SR-MPLS TE

Segment Routing MPLS traffic engineering (SR-MPLS TE) is a new TE tunneling technology that uses SR as a control protocol. The controller calculates a path for an SR-MPLS TE tunnel and forwards a computed label stack to the ingress configured on a forwarder. The ingress uses the label stack to generate an LSP in the SR-MPLS TE tunnel. Therefore, the label stack is used to control the path along which packets are transmitted on a network.

SR-MPLS TE Advantages

SR-MPLS TE tunnels are capable of meeting the requirements for rapid development of software-defined networking (SDN), which Resource Reservation Protocol-TE (RSVP-TE) tunnels are unable to meet. Table 1 describes the comparison between SR-MPLS TE and RSVP-TE.

Table 1 Comparison between SR-MPLS TE and RSVP-TE tunnels

Item

SR-MPLS TE

RSVP-TE

Label allocation

Labels are allocated and propagated using IGP extensions. Each link is assigned only a single label, and all LSPs share the label, which reduces resource consumption and maintenance workload of label forwarding tables.

MPLS allocates and distributes labels. Each LSP is assigned a label, which consumes a great number of labels resources and results in heavy workloads maintaining label forwarding tables.

Control plane

IGP extensions are used for signaling control, without requiring any MPLS control protocol. This reduces the number of required protocols.

RSVP-TE is used, and the control plane is complex.

Scalability

High scalability. As transit nodes are unaware of tunnels and use packets to carry tunnel information, they only need to maintain forwarding entries instead of tunnel state information, enhancing scalability.

Poor scalability. Both tunnel state information and forwarding entries need to be maintained.

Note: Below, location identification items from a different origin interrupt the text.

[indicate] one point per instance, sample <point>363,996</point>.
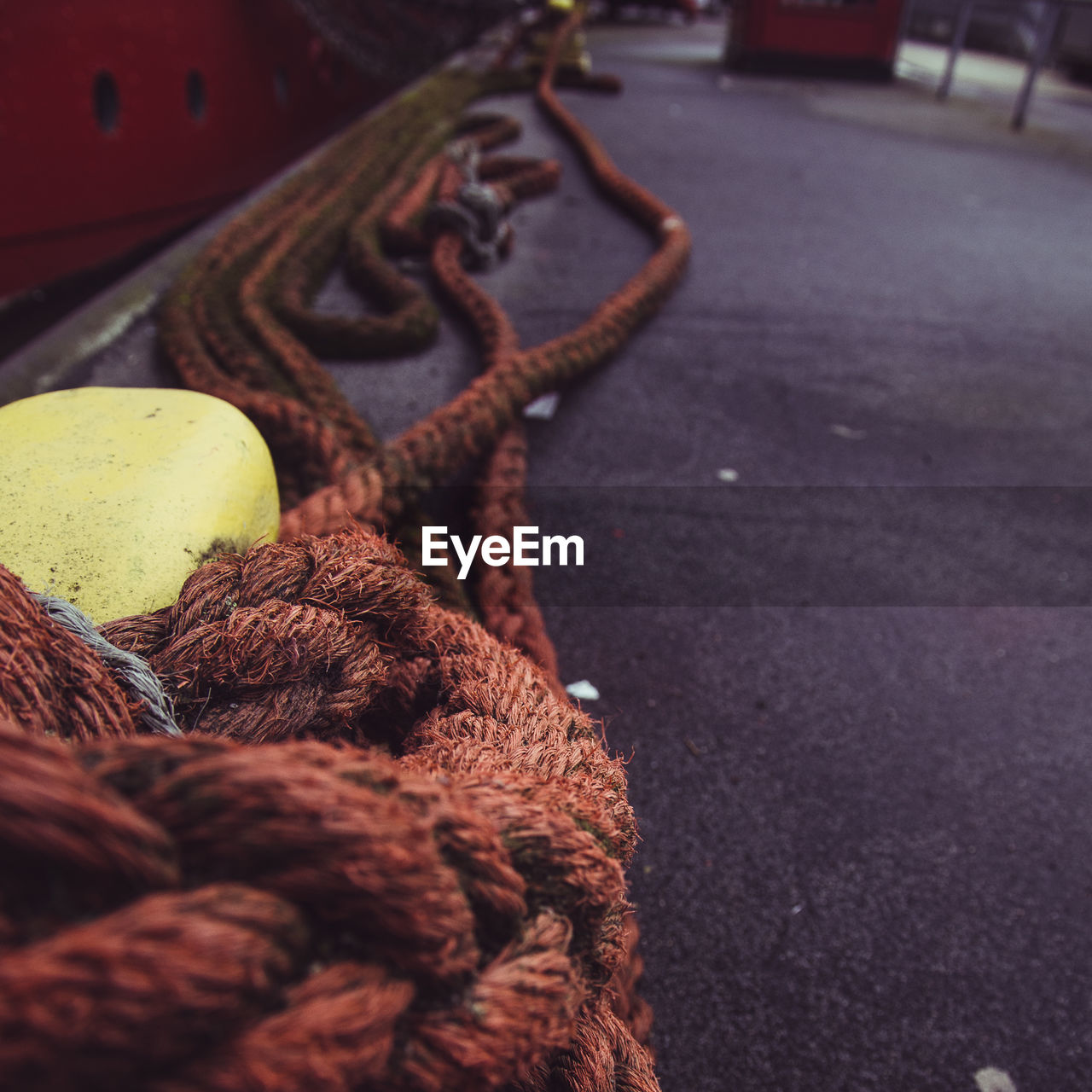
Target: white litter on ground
<point>994,1080</point>
<point>584,690</point>
<point>543,408</point>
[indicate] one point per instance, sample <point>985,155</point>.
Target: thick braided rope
<point>432,897</point>
<point>465,428</point>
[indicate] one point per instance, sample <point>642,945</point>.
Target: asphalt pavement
<point>837,502</point>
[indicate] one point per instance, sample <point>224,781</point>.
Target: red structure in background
<point>863,33</point>
<point>123,120</point>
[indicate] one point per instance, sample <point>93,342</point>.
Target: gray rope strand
<point>135,673</point>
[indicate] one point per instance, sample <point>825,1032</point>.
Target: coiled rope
<point>386,853</point>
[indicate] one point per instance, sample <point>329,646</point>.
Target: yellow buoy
<point>110,497</point>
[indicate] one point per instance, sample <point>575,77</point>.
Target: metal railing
<point>1038,55</point>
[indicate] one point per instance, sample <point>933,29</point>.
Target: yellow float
<point>110,497</point>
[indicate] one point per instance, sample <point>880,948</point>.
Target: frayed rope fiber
<point>385,855</point>
<point>133,671</point>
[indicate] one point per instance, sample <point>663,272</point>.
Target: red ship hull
<point>121,121</point>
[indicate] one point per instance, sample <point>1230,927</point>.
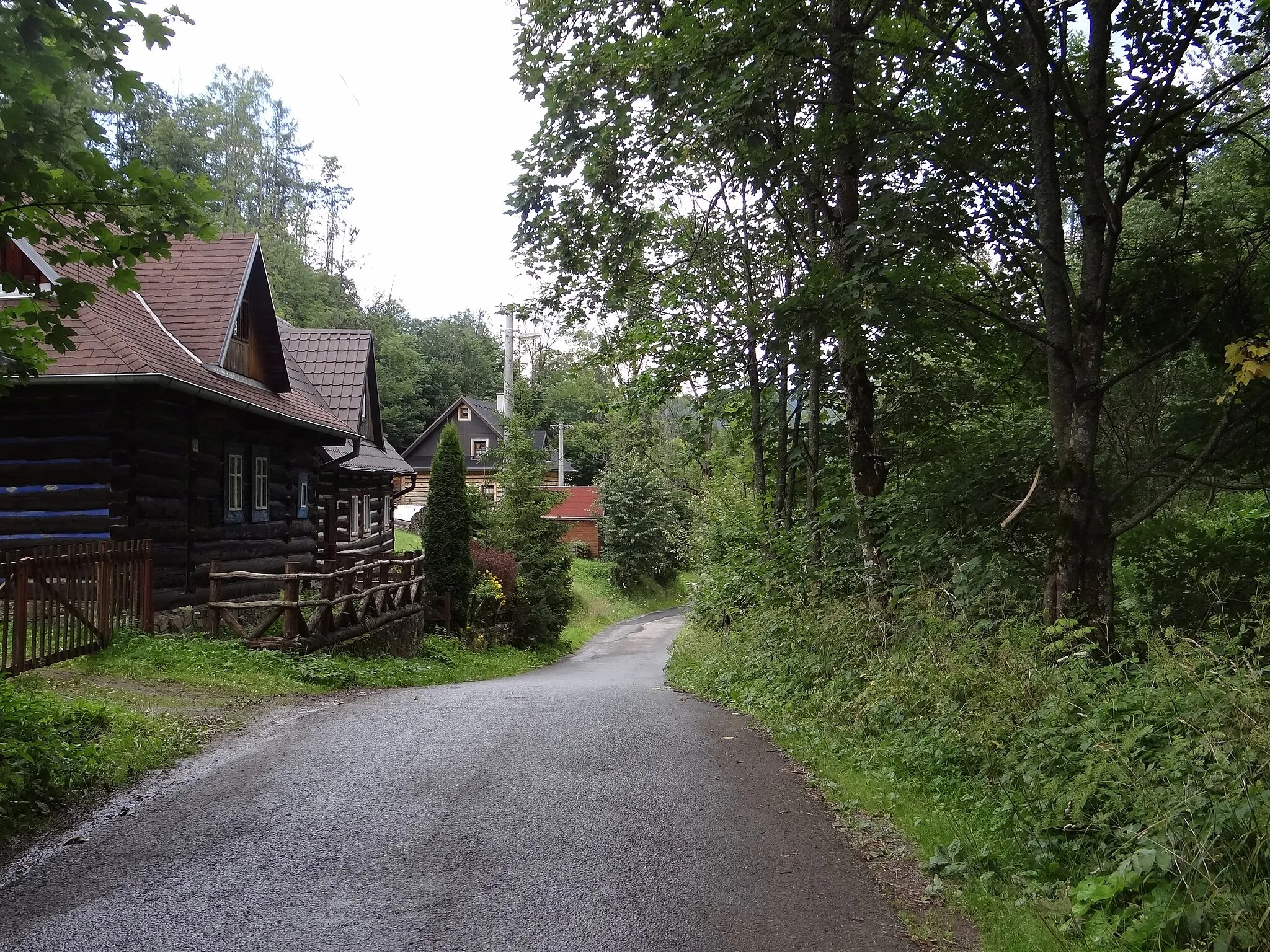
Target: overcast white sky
<point>417,100</point>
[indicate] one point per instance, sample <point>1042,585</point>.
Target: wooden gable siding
<point>92,462</point>
<point>475,428</point>
<point>259,357</point>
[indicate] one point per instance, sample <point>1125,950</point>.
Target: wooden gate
<point>66,601</point>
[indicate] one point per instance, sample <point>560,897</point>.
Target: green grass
<point>406,541</point>
<point>1008,920</point>
<point>601,603</point>
<point>55,749</point>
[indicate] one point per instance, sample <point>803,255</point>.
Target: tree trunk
<point>812,452</point>
<point>1078,582</point>
<point>783,433</point>
<point>796,450</point>
<point>756,418</point>
<point>868,469</point>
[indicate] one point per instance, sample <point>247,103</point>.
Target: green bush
<point>1133,798</point>
<point>544,588</point>
<point>1193,569</point>
<point>447,527</point>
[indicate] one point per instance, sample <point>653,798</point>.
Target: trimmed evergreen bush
<point>447,526</point>
<point>544,587</point>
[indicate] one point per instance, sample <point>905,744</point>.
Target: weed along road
<point>580,806</point>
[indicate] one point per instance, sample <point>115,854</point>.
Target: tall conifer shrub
<point>447,527</point>
<point>638,523</point>
<point>544,587</point>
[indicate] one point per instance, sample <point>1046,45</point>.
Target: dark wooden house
<point>479,432</point>
<point>175,419</point>
<point>355,494</point>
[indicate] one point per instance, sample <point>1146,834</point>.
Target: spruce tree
<point>637,524</point>
<point>544,586</point>
<point>447,526</point>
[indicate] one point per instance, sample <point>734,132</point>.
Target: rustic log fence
<point>60,602</point>
<point>355,598</point>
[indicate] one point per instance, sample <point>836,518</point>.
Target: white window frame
<point>234,484</point>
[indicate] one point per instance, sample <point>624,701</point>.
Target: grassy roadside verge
<point>98,721</point>
<point>704,663</point>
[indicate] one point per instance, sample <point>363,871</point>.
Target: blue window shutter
<point>236,478</point>
<point>259,484</point>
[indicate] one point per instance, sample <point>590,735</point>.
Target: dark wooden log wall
<point>79,464</point>
<point>334,491</point>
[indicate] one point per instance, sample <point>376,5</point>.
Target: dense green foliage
<point>638,523</point>
<point>58,188</point>
<point>447,526</point>
<point>959,309</point>
<point>1129,798</point>
<point>544,592</point>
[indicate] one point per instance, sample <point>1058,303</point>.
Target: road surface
<point>582,806</point>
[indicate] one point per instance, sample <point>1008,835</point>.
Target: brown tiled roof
<point>579,503</point>
<point>195,291</point>
<point>117,337</point>
<point>335,362</point>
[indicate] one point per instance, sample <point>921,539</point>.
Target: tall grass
<point>1127,805</point>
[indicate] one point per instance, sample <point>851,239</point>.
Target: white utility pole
<point>561,454</point>
<point>508,358</point>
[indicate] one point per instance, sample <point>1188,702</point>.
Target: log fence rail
<point>358,596</point>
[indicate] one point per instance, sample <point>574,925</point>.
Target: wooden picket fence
<point>322,609</point>
<point>60,602</point>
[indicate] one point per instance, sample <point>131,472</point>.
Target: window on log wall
<point>259,485</point>
<point>303,496</point>
<point>234,484</point>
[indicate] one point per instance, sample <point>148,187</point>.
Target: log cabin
<point>479,432</point>
<point>177,418</point>
<point>580,509</point>
<point>355,494</point>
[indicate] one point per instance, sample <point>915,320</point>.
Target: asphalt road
<point>582,806</point>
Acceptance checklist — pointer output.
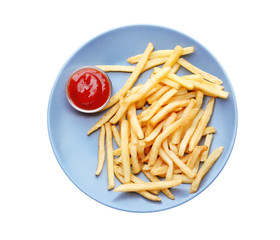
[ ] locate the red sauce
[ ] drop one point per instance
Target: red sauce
(88, 89)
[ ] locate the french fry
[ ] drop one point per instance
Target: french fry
(159, 170)
(153, 178)
(133, 120)
(185, 83)
(208, 130)
(136, 168)
(137, 96)
(135, 179)
(116, 135)
(141, 149)
(101, 150)
(176, 135)
(198, 78)
(169, 130)
(174, 56)
(205, 168)
(198, 71)
(185, 169)
(162, 113)
(133, 77)
(184, 178)
(125, 151)
(189, 133)
(145, 194)
(162, 137)
(207, 142)
(195, 155)
(110, 158)
(167, 159)
(135, 187)
(170, 83)
(202, 124)
(155, 132)
(210, 91)
(175, 68)
(182, 91)
(160, 54)
(199, 99)
(158, 94)
(117, 152)
(157, 105)
(106, 117)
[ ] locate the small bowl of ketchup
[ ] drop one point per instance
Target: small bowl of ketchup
(88, 89)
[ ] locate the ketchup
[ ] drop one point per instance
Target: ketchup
(89, 88)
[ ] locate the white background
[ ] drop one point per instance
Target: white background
(37, 199)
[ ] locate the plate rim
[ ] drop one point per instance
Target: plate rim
(230, 147)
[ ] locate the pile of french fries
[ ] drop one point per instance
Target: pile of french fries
(159, 125)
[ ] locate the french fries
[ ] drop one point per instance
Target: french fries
(101, 150)
(161, 124)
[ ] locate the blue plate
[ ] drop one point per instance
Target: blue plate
(77, 153)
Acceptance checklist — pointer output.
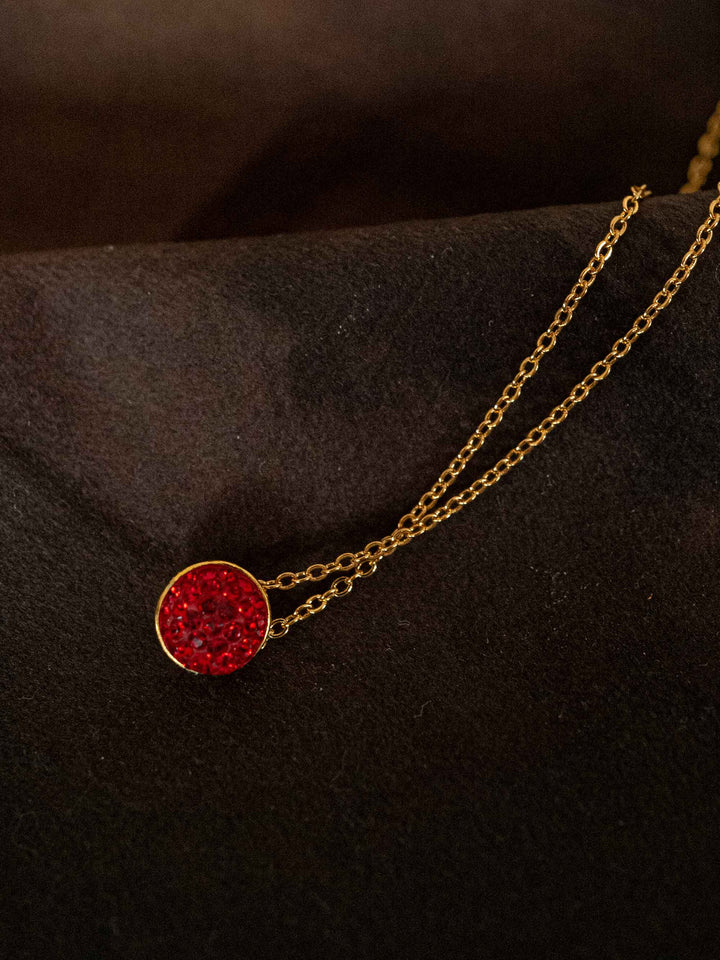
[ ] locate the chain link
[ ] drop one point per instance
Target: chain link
(427, 514)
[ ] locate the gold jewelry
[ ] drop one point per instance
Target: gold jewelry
(708, 146)
(213, 617)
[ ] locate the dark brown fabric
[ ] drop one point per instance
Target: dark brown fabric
(172, 119)
(505, 743)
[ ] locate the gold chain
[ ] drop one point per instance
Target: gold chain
(708, 146)
(426, 514)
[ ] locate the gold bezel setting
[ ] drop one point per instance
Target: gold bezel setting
(182, 573)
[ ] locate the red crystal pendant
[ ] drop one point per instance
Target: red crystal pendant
(212, 618)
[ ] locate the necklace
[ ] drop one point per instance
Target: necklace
(214, 616)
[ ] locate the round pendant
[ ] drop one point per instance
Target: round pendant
(212, 618)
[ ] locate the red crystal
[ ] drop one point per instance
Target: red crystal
(213, 618)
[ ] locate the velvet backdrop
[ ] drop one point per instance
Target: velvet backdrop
(505, 743)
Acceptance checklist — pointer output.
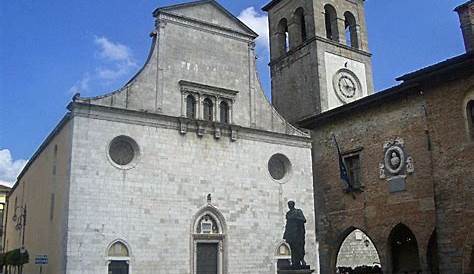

Path adjustment and control

A service path can be controlled by operating a label only on the ingress. Configurations do not need to be delivered to each node, which improves programmability.

When a node in the path fails, the controller recalculates the path and updates the label stack of the ingress node to complete the path adjustment.

Whether it is a normal service adjustment or a passive path adjustment of a fault scenario, the configurations must be delivered to each node.

Related Concepts

Label Stack

A label stack is an ordered set of labels used to identify a complete LSP. Each adjacency label in the label stack identifies a specific adjacency, and the entire label stack identifies all adjacencies along the LSP. During packet forwarding, a node searches for the corresponding adjacency according to each adjacency label in the label stack, removes the label, and then forwards the packet. After all the adjacency labels in the label stack are removed, the packet traverses the entire LSP and reaches the destination node of the involved SR-MPLS TE tunnel.

Stitching Label and Stitching Node

If the depth of a label stack is greater than the maximum depth supported by forwarders, the label stack is unable to carry the adjacency labels of the entire LSP. In this case, the controller needs to allocate multiple label stacks to the forwarders and a special label to an appropriate node to stitch these label stacks, thereby implementing segment-by-segment forwarding. The special label is called a stitching label, and the appropriate node is called a stitching node.

The controller allocates a stitching label to the stitching node and places the label at the bottom of the label stack. After a packet is forwarded to the stitching node, according to the association between the stitching label and label stack, the node replaces the stitching label with a new label stack to further guide forwarding.